Written by Rob Morgan, Chief Investment Analyst at Charles Stanley
The stubbornness of services inflation driven by strong wage rises and heightened uncertainty surrounding the outlook were enough for Bank of England policymakers to reach for the interest rate pause button today.
Business Budget response the critical factor for inflation in 2025
With wage inflation remaining high, feeding into services costs, and a reacceleration of energy prices, the BoE is wary of cutting interest rates too much too soon, especially now fiscal policies revealed in the Budget could add fuel to the inflationary fire into the New Year.

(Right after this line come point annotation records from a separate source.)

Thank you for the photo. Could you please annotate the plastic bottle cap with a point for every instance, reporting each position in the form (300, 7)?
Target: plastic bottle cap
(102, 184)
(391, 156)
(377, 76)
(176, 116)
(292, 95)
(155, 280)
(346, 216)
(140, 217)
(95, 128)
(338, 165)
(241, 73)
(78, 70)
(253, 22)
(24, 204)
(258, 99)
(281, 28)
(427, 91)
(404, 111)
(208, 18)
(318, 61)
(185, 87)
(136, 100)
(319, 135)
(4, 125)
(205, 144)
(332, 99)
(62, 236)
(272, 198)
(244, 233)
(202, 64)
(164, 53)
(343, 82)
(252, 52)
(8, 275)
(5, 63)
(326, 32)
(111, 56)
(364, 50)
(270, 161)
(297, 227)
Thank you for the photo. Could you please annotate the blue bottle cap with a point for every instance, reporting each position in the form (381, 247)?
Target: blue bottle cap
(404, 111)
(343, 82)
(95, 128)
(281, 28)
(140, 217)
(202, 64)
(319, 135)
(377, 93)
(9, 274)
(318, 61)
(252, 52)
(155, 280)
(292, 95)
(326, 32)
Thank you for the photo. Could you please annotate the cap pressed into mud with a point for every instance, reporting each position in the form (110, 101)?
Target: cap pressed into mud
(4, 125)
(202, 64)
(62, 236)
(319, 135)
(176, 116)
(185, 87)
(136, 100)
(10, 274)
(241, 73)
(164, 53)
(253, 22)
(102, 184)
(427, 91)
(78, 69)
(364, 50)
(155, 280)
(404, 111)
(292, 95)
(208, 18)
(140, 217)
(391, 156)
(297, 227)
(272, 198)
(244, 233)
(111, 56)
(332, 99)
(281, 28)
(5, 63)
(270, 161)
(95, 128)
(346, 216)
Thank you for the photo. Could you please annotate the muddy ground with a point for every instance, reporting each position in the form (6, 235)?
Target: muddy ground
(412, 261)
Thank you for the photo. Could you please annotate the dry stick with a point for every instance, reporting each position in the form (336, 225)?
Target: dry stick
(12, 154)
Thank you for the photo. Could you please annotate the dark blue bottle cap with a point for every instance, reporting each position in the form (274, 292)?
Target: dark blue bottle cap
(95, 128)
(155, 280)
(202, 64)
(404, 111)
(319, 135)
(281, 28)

There’s a lot to monitor for BoE economists, not least the trade-offs businesses will be making between growth, employment and pricing in response to the Budget.
The additional costs for employers in terms of higher national insurance and minimum wages looks set to reinforce the trend of escalating costs in the services sector. Although employers might take some of the hit with lower corporate margins, much of the impact could take the form of higher consumer prices.
The BoE will be carefully monitoring the corporate response, which could vary across different industries and individual businesses. Given the uncertainty it’s no surprise it wants to place more emphasis on a gradual approach focused on developing data rather than make any assumptions.
Further afield, there are inflationary concerns surrounding what Donald Trump’s reprise as US President might mean for global supply chains. Should he look to expand his tariff approach there could be a significant inflationary impact on global trade.
Interest rates will continue to fall but trajectory will be shallow
Previously, Governor Bailey stated that “interest rates are going to come down. I’m optimistic on that front”. This much still holds true, but when and by how much is very much in doubt.
An unusually broad spectrum of outcomes are in play, presenting a quandary for the BoE. On the one hand big government spending plans and additional costs for businesses could stoke inflationary pressures. On the other, it must be alert to the Budget weighing on confidence and dampening consumer and business activity.
As things stand there are too few signs of structural inflation problems receding for sizable or rapid cuts to interest rates to be made. This week’s blowout wages numbers and stubborn services inflation highlight the challenges of bottling up the inflation genie for good. Combined with the uncertain Budget impact yet to play out, it’s going to be hard for policymakers to be convinced to cut rates aggressively.
It remains highly likely the Bank will continue to follow its data dependent path and cut rates in the New Year, perhaps as early as its first meeting in February, but we expect only a gradual withdrawal of more restrictive policy over the course of 2025.